Low-Complexity Detection of Small Frequency Changes by the Generalized LMPU Test

TL;DR

This paper introduces the GLMPU test for detecting small frequency changes in sinusoidal signals, offering improved detection performance and lower computational complexity compared to the traditional GLRT, especially in non-asymptotic scenarios.

Contribution

The paper proposes a new GLMPU detection method with a closed-form expression for unknown amplitudes, enhancing detection accuracy and reducing computational load.

Findings

GLMPU outperforms GLRT in detection probability.

GLMPU has lower computational complexity.

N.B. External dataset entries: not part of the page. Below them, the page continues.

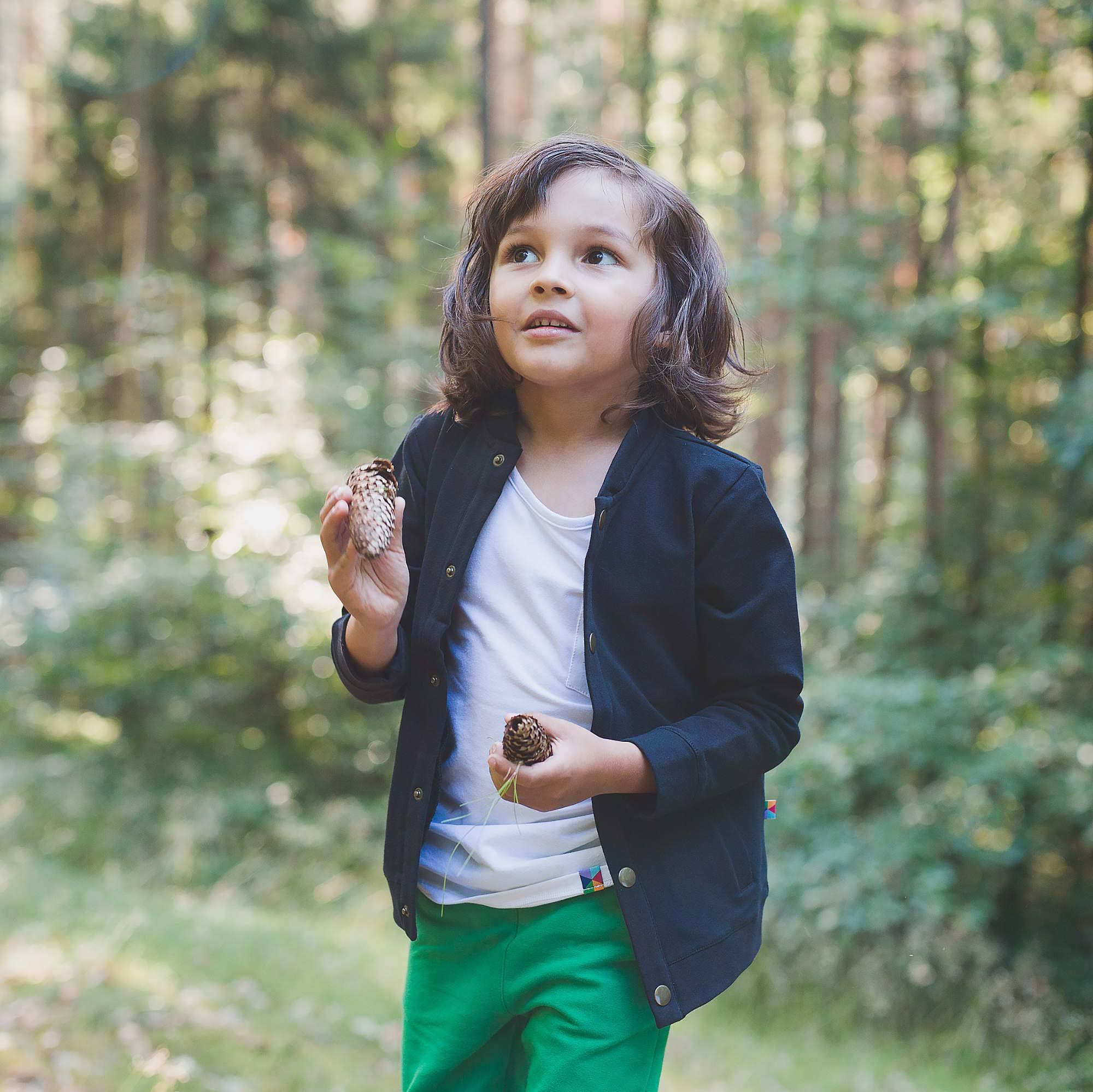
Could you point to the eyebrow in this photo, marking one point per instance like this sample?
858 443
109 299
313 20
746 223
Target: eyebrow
590 228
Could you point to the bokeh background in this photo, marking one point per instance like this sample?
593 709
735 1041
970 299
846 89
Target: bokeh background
224 232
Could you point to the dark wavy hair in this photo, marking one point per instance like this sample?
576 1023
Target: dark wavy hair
685 337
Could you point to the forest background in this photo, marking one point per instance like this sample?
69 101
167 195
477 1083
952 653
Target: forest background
224 231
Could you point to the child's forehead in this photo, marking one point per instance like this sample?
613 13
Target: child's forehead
603 198
613 210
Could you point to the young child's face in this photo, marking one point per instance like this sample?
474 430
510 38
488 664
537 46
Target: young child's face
562 259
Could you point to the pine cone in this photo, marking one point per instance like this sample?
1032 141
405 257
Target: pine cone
525 741
372 509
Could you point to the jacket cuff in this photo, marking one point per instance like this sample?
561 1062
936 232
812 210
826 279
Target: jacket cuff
374 688
675 766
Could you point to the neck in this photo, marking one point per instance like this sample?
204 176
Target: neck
567 421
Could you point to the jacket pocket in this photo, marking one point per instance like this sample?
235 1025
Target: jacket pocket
577 680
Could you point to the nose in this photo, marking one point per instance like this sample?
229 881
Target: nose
551 281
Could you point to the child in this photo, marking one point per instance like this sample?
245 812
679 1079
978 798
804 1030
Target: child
570 543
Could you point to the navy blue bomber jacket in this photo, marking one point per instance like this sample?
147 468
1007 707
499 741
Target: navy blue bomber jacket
692 653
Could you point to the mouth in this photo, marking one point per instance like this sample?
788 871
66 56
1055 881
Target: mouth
548 333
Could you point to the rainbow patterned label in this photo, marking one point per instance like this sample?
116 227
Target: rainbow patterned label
592 879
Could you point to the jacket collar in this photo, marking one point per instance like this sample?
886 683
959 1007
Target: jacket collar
647 428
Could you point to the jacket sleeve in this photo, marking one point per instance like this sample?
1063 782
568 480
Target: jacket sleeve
391 684
751 648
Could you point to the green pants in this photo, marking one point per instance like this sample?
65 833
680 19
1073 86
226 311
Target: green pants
527 1000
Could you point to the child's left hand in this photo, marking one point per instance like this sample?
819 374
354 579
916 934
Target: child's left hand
577 770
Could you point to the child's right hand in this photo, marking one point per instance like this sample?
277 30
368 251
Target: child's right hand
373 590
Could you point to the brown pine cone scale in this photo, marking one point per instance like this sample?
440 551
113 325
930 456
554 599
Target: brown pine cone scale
525 741
372 510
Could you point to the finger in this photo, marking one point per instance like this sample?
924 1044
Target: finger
401 507
337 494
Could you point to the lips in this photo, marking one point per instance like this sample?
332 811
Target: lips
549 316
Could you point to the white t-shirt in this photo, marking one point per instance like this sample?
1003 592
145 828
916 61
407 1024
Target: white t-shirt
515 645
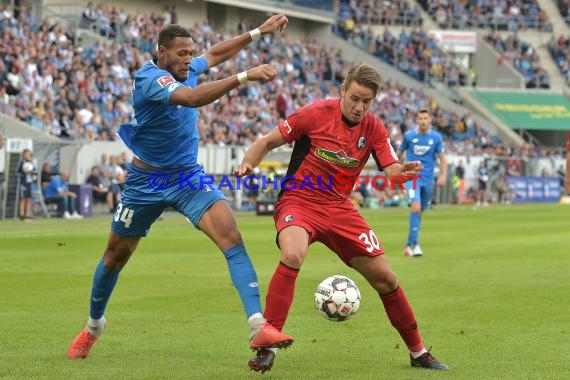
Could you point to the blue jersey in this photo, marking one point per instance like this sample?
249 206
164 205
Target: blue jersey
55 187
163 135
424 148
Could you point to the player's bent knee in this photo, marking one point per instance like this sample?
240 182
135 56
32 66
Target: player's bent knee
293 260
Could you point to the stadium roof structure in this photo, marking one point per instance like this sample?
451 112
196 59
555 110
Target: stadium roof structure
527 110
291 8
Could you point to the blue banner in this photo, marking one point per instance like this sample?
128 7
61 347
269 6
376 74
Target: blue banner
534 189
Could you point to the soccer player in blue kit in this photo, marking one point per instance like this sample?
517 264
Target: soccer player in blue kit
425 145
164 140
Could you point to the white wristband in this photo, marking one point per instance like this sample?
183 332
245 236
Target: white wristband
255 34
242 77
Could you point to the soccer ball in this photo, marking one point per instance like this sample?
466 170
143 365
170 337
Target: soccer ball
337 298
27 167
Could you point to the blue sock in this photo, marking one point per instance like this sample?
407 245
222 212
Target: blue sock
104 281
415 222
244 278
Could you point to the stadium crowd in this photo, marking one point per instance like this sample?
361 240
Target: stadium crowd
53 83
560 50
481 14
522 56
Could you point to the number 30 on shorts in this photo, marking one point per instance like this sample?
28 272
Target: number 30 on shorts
124 215
370 240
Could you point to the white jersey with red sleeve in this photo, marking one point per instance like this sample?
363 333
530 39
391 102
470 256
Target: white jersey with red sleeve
329 153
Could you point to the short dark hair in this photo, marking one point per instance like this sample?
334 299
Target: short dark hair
424 110
170 32
364 75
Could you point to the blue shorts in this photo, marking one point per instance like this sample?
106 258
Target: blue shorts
420 191
147 193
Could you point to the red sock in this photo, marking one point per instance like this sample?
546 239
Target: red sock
402 318
280 295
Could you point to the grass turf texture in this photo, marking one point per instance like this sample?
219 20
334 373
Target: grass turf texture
490 295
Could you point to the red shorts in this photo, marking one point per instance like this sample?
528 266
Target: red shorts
341 228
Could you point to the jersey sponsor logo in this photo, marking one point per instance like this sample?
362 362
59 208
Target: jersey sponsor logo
164 80
329 135
338 158
420 150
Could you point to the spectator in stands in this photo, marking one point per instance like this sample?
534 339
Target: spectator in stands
27 174
45 176
483 179
58 192
568 165
89 16
101 192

Performance improves in small sample and close hypothesis scenarios.

Abstract

In this paper, we consider the detection of a small change in the frequency of sinusoidal signals, which arises in various signal processing applications. The generalized likelihood ratio test (GLRT) for this problem uses the maximum likelihood (ML) estimator of the frequency, and therefore suffers from high computational complexity. In addition, the GLRT is not necessarily optimal and its performance may degrade for non-asymptotic scenarios that are characterized by close hypotheses and small sample sizes. In this paper we propose a new detection method, named the generalized locally most powerful unbiased (GLMPU) test, which is a general method for local detection in the presence of nuisance parameters. A closed-form expression of the GLMPU test is developed for the detection of frequency deviation in the case where the complex amplitudes of the measured signals are unknown. Numerical simulations show improved performance over the GLRT in terms of probability of detection performance and computational complexity.